One evening after a recent performance of the play Apologia, its star, Stockard Channing, welcomed three friends backstage — and was astonished to discover that her pals had tears in their eyes.
“They were all crying!” Channing recalls, surprised that her performance could so strongly affect a group of friends who knew her well and had seen her perform many times. “I said, ‘I don’t believe I made you guys cry!’”
But that’s the kind of effect that this Off-Broadway play is having on audiences. The show, about a fiercely independent woman and her fraught relationship with her children, has an emotional punch that sneaks up on you.
“It has this very funny, very fast-paced dialogue, but there’s always more when you start looking,” says Channing’s costar Hugh Dancy, familiar to fans of TV series Hannibal and The Path, and from the Broadway run of Venus in Fur. “There’s always more to grasp — a genuine psychological depth.”
The Roundabout Theatre Company production of Apologia brings Channing, the star of much-loved cultural favorites like Grease, The West Wing, and Six Degrees of Separation, back to the New York stage following her run in the smash Broadway comedy It’s Only a Play in 2014. She stars as Kristin Miller, an American art historian and activist who’s made a home for herself outside London. And the role — witty, acerbic, and whip-smart — almost feels like it was written for her.
For playwright Alexi Kaye Campbell, Apologia was the follow-up to his breakout stage success The Pride (in which Dancy starred Off-Broadway in 2010). Apologia originally premiered in Camden in 2009. In 2017, Channing led the cast of a new London production that became a buzzy hit.
In the Roundabout Theatre Company’s production, Channing is the only holdover from the earlier cast, directed by Daniel Aukin, who recently directed Idina Menzel in Skintight at Roundabout.
In Apologia, Kristin has invited her adult sons (both played by Dancy) and their respective girlfriends for an overnight visit. But it’s a bumpy ride, thanks to the recent publication of Kristin’s memoir and what the book implies about what’s most important to her — and what isn’t.
Like The Pride, Apologia touches on generational differences and the ways they play out in day-to-day life. “In some respect they’re both plays about the way that the past can haunt the present,” says Dancy, who’s had major roles in both shows. “In Apologia, I think Kristin represents a type of person, women in particular, who did things that put them in advance of societal change and paid the price for that.”
But that’s not what’s having such an emotional effect on audiences.
“It’s just a primal situation,” Channing explains. “It’s about family. It’s about mothers and children. We all have a parent. We all have somebody who’s raised us, or else we’re raising other people.
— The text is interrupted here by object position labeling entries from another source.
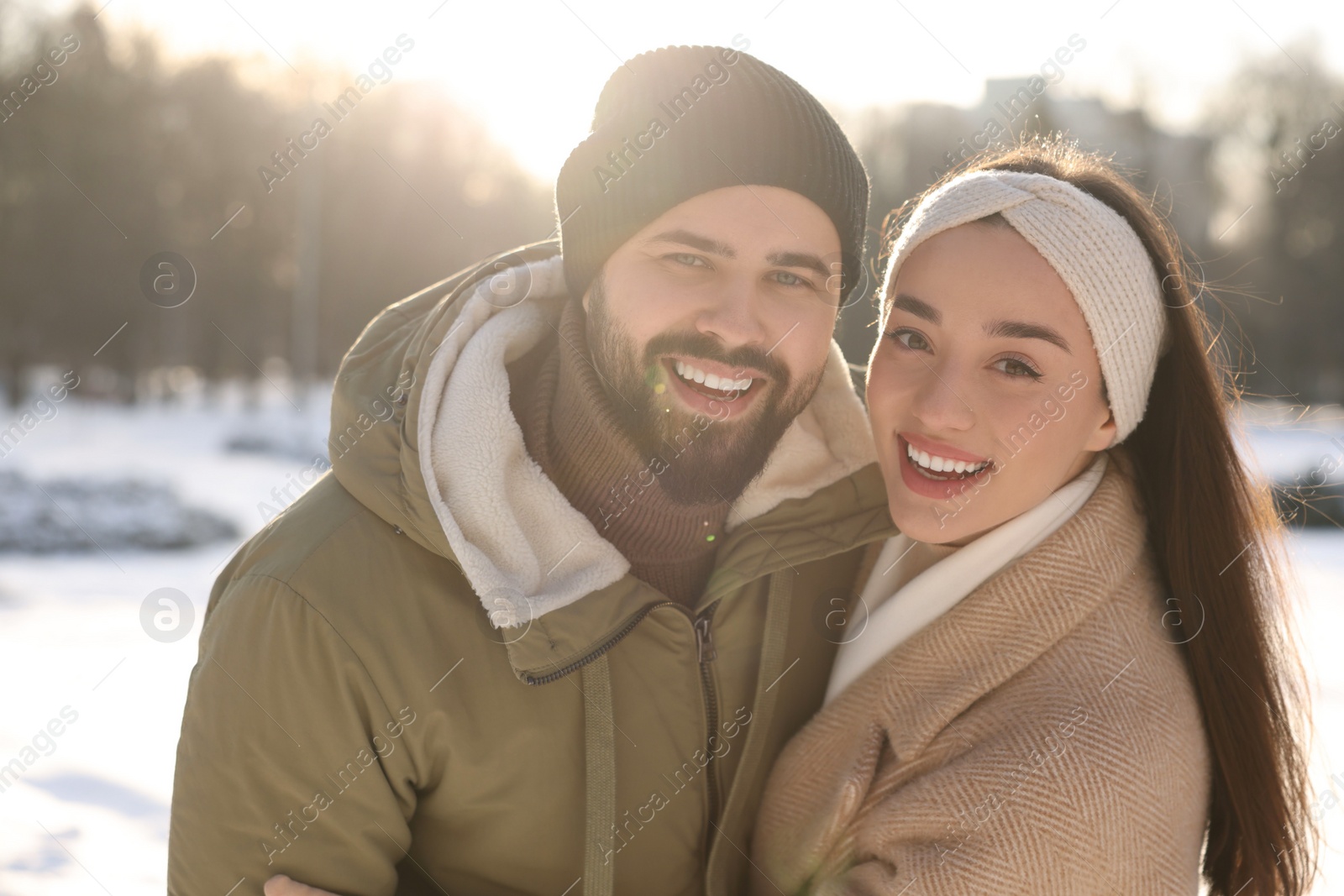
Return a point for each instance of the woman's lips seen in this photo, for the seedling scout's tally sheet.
(933, 484)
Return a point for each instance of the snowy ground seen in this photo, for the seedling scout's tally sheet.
(91, 812)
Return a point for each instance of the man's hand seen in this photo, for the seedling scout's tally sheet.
(281, 886)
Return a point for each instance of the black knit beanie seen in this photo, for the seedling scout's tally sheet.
(680, 121)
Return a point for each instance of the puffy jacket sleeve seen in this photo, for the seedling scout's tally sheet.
(289, 759)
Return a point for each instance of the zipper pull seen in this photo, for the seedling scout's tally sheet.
(703, 640)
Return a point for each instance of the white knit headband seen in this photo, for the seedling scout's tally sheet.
(1090, 246)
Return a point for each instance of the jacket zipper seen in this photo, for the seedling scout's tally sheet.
(705, 654)
(611, 642)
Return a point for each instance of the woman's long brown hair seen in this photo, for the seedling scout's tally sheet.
(1218, 544)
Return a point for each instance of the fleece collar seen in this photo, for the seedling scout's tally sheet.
(522, 546)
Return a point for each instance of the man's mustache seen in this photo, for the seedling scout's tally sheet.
(710, 348)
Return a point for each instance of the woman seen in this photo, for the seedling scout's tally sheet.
(1073, 661)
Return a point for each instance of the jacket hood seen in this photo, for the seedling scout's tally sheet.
(423, 436)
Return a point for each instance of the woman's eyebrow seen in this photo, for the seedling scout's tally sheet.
(1021, 329)
(917, 307)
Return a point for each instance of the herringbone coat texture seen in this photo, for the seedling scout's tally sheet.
(1042, 736)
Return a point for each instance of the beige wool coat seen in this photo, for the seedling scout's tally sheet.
(1042, 736)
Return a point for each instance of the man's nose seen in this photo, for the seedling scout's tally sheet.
(736, 315)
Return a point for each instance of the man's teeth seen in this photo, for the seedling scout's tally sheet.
(942, 464)
(712, 380)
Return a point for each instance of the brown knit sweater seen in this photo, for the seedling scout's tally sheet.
(570, 432)
(1042, 736)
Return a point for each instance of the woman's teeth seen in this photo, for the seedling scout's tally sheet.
(722, 383)
(932, 463)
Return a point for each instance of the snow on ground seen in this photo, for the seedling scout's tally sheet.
(93, 701)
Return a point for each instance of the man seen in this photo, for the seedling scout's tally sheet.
(546, 627)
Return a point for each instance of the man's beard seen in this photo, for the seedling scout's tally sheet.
(705, 459)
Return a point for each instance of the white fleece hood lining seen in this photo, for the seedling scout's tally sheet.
(523, 547)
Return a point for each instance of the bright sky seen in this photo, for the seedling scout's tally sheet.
(533, 69)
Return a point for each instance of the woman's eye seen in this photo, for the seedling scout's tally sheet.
(1016, 367)
(913, 340)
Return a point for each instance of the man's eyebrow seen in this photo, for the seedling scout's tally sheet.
(800, 259)
(696, 241)
(1021, 329)
(918, 308)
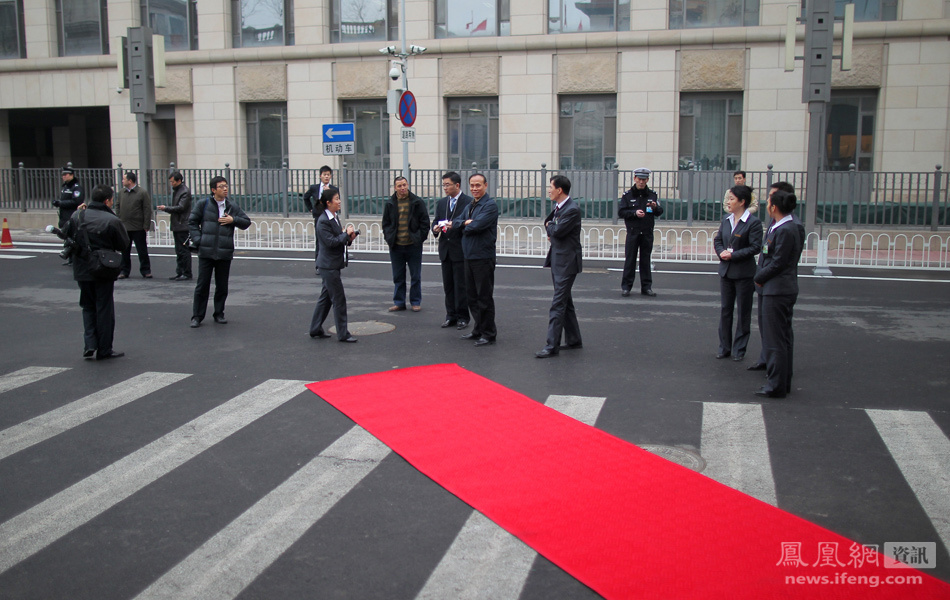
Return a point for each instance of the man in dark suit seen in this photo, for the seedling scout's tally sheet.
(311, 200)
(737, 242)
(777, 278)
(783, 186)
(450, 250)
(479, 227)
(563, 226)
(333, 240)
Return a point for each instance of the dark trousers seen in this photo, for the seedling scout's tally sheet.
(735, 293)
(140, 239)
(562, 317)
(182, 254)
(480, 285)
(453, 284)
(642, 243)
(98, 315)
(221, 270)
(411, 257)
(331, 295)
(778, 341)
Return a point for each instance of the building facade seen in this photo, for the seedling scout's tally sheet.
(584, 84)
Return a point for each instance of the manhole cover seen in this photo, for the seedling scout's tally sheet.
(688, 459)
(367, 328)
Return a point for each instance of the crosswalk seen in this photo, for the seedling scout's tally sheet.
(482, 561)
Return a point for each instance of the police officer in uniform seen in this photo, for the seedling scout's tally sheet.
(70, 198)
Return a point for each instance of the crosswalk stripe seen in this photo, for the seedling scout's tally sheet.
(34, 529)
(484, 560)
(922, 452)
(26, 376)
(227, 563)
(736, 449)
(45, 426)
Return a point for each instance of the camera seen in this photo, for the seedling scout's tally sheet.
(70, 246)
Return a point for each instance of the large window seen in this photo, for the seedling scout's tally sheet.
(710, 131)
(473, 133)
(263, 23)
(364, 20)
(713, 13)
(372, 133)
(849, 137)
(463, 18)
(266, 135)
(592, 15)
(864, 10)
(176, 20)
(82, 27)
(12, 41)
(587, 132)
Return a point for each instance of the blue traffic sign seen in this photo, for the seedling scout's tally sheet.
(407, 108)
(339, 132)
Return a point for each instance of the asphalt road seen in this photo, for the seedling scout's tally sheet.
(871, 347)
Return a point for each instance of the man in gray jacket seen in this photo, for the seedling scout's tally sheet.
(212, 224)
(180, 210)
(134, 206)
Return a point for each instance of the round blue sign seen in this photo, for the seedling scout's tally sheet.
(407, 108)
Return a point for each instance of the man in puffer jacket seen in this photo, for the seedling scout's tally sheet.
(212, 226)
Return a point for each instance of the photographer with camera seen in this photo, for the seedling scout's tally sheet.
(96, 229)
(70, 197)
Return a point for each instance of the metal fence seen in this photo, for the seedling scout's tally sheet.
(845, 199)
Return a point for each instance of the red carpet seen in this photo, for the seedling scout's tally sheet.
(621, 520)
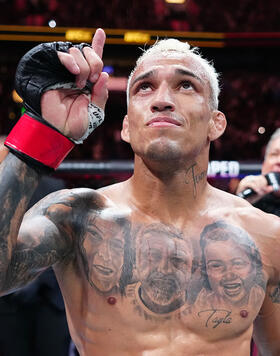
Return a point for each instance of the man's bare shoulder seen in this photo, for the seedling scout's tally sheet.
(77, 197)
(242, 213)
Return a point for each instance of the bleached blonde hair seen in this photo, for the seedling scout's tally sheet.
(164, 47)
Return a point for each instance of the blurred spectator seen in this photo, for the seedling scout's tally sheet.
(266, 195)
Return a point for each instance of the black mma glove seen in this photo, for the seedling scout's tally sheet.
(33, 139)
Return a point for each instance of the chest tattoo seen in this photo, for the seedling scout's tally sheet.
(163, 273)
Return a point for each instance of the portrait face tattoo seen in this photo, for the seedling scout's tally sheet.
(164, 264)
(230, 270)
(104, 245)
(231, 263)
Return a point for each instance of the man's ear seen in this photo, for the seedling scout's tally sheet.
(217, 125)
(125, 130)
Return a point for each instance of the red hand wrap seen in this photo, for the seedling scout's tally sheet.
(39, 141)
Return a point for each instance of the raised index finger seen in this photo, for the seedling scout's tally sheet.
(98, 42)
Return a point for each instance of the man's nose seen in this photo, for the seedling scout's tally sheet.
(162, 100)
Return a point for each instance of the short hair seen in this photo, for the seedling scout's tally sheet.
(275, 135)
(163, 47)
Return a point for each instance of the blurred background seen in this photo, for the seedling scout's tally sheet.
(241, 37)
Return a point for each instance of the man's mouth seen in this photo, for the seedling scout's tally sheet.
(104, 270)
(163, 121)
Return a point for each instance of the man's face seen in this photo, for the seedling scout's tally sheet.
(164, 264)
(104, 245)
(229, 269)
(272, 159)
(168, 112)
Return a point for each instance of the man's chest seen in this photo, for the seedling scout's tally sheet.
(206, 276)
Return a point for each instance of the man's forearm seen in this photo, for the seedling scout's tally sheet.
(18, 182)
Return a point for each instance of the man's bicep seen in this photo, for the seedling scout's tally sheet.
(267, 325)
(40, 244)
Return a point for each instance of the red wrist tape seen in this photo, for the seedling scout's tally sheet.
(39, 141)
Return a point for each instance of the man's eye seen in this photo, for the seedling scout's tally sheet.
(186, 84)
(144, 87)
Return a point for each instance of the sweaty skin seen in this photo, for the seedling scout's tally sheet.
(162, 264)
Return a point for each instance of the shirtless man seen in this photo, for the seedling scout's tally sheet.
(128, 256)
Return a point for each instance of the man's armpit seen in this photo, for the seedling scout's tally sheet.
(274, 294)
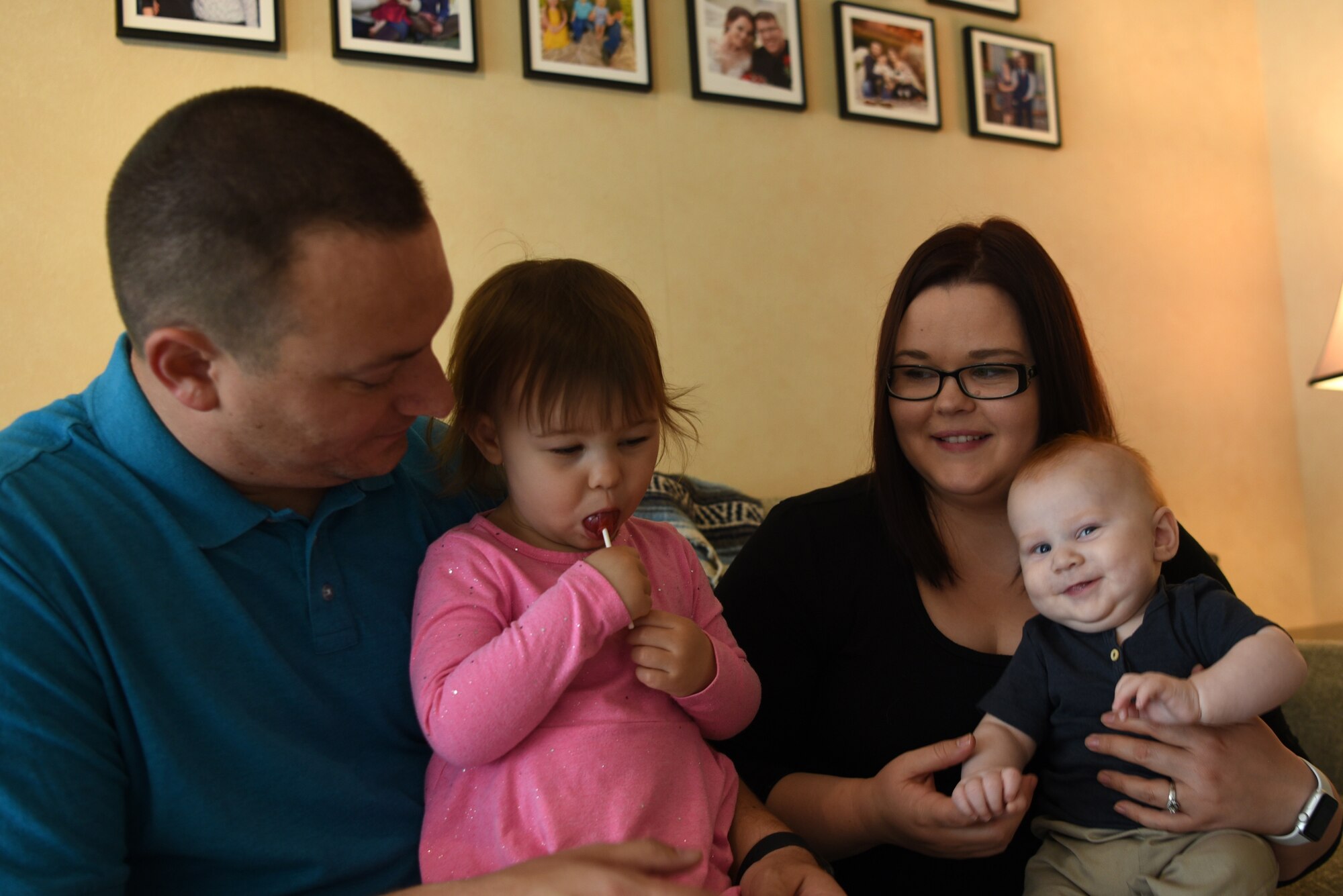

I think that’s where it hits. I don’t have any children, and I don’t think I’d want any after doing this play! Because we’re all going to be misunderstood.”
Over the course of a late night and the following morning, the characters in Apologia reveal themselves in all their complexity — and it’s not always flattering. “More than any play I’ve been a part of, this one challenges the vanity of all the actors,” Dancy says. “All of the characters are written to be, at times, disliked or judged or laughed at. It’s very easy for an actor playing any of these roles to feel a little bruised.”
But every person on that stage will defy your expectations. “We kind of take the audience by surprise with this play, because characters that you would not think were going to talk wisely, or have wisdom, do,” Channing points out. “I think that’s the mark of a good play.”
It was her love for the play that made Channing eager to reprise her role in it for the Roundabout Theatre Company production. Throughout a career that’s kept her busy in film and television, she’s always made room for theater. “It’s what I do,” she explains. “I’ve been doing plays since I was 19 years old. I think maybe I’m drawn to theater because I’m drawn to the shaping of a character, and being part of an ensemble and the shaping of an evening. When you do anything on film or television, you show up and you do your bit, and then the director and the editor take that footage and do what they want with it. Someone else shapes it. But here we have to shape it together. Which, when it works, is really cool.”